My guess is that the average mobile CPU speed makes decoding a minor time factor within the process of getting an image from server to the clients screen.
If this is the case, then putting in a hardware decoder would be a needless expense.
I used to own the jpeg decoder at Mozilla, and this was certainly the case last time I looked at it. Even without SIMD, JPEG decoding is pretty cheap compared to most of the things the browser does. I certainly wasn't clamoring for someone to burn JPEG into silicon; I had other things keeping me up at night.
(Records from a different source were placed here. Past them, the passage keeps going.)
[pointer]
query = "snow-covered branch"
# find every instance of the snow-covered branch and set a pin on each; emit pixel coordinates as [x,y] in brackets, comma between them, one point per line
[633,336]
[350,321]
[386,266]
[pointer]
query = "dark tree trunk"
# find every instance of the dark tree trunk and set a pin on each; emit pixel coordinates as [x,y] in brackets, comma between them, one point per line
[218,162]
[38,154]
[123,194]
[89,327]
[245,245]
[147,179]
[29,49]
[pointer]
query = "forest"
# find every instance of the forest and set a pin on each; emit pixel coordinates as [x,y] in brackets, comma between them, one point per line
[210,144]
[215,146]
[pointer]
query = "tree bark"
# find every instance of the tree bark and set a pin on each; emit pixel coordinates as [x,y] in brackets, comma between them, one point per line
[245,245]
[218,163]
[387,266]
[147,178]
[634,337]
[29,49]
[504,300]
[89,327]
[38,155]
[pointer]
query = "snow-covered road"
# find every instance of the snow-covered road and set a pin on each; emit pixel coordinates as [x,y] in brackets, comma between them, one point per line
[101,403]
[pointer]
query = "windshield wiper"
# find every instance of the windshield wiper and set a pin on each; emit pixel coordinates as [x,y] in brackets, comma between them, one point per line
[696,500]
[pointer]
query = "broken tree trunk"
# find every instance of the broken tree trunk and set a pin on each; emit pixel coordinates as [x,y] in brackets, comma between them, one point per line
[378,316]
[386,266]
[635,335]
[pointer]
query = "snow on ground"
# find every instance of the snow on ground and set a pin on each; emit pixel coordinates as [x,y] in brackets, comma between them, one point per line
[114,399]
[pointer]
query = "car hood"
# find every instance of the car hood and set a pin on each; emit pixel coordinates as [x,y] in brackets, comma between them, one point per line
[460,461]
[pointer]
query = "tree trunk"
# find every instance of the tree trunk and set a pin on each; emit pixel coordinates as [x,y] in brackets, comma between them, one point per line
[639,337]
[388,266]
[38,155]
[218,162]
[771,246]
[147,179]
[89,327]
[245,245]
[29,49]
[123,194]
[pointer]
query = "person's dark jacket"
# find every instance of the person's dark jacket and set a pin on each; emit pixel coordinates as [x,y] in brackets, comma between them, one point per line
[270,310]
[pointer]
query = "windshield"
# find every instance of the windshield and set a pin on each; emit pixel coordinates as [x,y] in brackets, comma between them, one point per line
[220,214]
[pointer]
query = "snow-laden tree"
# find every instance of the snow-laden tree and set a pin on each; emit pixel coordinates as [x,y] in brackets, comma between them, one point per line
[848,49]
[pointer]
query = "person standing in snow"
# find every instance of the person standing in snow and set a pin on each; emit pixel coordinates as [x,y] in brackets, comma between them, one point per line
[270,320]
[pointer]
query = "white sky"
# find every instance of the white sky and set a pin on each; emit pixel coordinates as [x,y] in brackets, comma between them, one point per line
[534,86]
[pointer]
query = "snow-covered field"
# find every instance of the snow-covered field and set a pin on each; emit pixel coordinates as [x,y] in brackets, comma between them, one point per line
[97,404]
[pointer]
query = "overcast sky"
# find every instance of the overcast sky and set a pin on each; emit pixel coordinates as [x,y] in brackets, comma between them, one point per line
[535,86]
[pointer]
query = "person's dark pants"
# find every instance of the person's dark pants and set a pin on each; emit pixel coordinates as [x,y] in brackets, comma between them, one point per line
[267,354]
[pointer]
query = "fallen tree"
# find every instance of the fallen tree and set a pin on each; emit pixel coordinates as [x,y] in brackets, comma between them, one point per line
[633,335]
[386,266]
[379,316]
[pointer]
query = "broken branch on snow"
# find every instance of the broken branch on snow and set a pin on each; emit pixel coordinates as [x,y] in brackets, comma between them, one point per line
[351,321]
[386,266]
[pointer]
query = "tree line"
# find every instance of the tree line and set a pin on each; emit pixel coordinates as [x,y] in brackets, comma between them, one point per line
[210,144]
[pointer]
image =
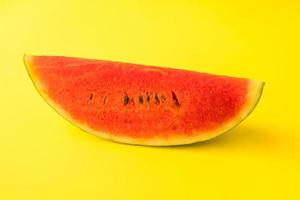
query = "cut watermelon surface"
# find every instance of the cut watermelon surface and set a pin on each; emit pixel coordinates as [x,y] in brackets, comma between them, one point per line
[139,104]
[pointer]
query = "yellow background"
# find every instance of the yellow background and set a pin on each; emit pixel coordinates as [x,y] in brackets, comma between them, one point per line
[42,156]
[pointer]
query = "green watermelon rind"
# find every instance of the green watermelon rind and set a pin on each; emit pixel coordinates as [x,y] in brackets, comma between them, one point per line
[255,90]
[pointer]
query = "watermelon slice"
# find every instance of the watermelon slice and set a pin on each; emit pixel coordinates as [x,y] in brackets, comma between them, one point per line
[138,104]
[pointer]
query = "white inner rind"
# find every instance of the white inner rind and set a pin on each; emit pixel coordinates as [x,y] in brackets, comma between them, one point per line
[255,89]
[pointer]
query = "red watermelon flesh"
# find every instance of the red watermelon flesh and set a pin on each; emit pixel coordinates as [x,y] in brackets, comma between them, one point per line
[140,104]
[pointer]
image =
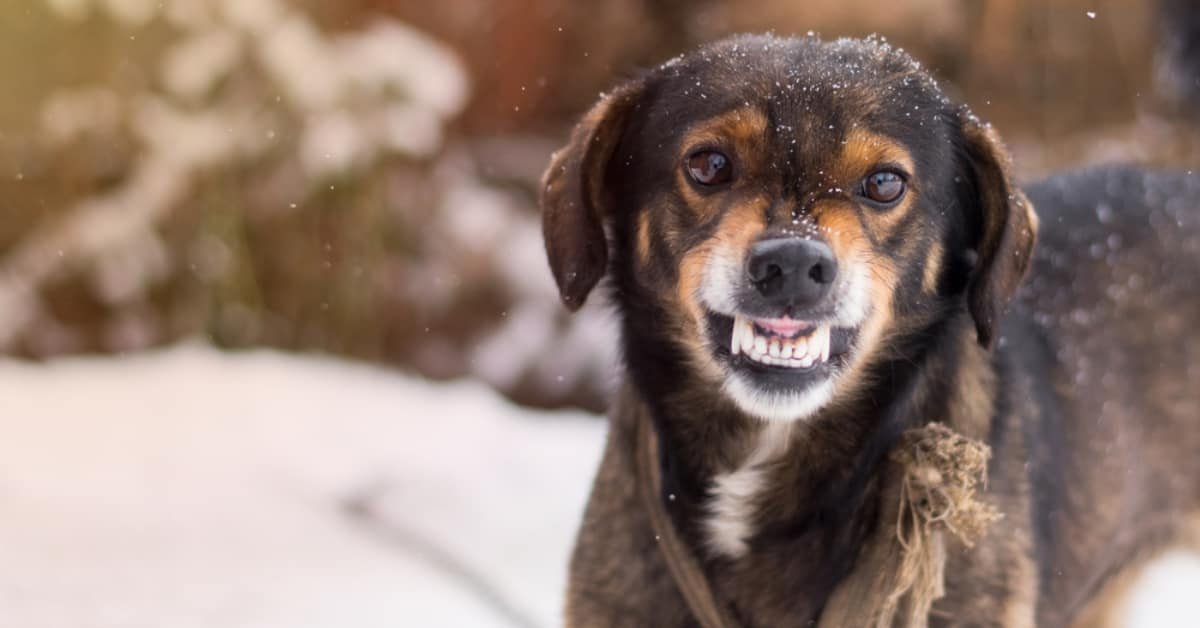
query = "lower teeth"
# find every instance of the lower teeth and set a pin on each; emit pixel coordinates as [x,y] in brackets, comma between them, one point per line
[793,353]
Strange: JPG is, when compressed, order of times smaller than uncompressed, so if the graphic card would accept the compressed image, the amount of used memory bandwidth can significantly decrease. I also believe that the graphic card can achieve more parallelisation and therefore handle much bigger JPG images, which we produce all the time with always bigger cameras.
I believe that some browsers actually keep in RAM all the images uncompressed, that can acually be the reason that makes the potential for optimizations less obvious.
> I also believe that the graphic card can achieve more parallelisation and therefore handle much bigger JPG images
Very large images are fairly rare on the web. In particular phones don't have giant displays, so it's usually a waste of bandwidth to send a huge picture to a phone as part of a webpage. And, speaking only for mobile Firefox at the time I worked on it, we had lots of bigger problems with large images than decoding speed. For example, Firefox would keep the whole decoded image in memory while it was onscreen, even if it was only displaying only part of the image or only a downsampled version of the image. If it's a giant image, the decoded image could use up a large fraction of the device's memory.
I'm also not aware of any major phones with have GPGPUs -- I'm not an expert in this stuff, but I think you'd need that to get any serious acceleration from JPEG decoding.
When transistor size goes down, accelerators which are idle most of the time become cheaper. Your power budget doesn't allow you to run all the chip's parts at the same time anyway.
Maybe it has something to do with the browsers displaying the images progressively as they are loaded. Maybe the hardware decoders don't support that? That's guessed.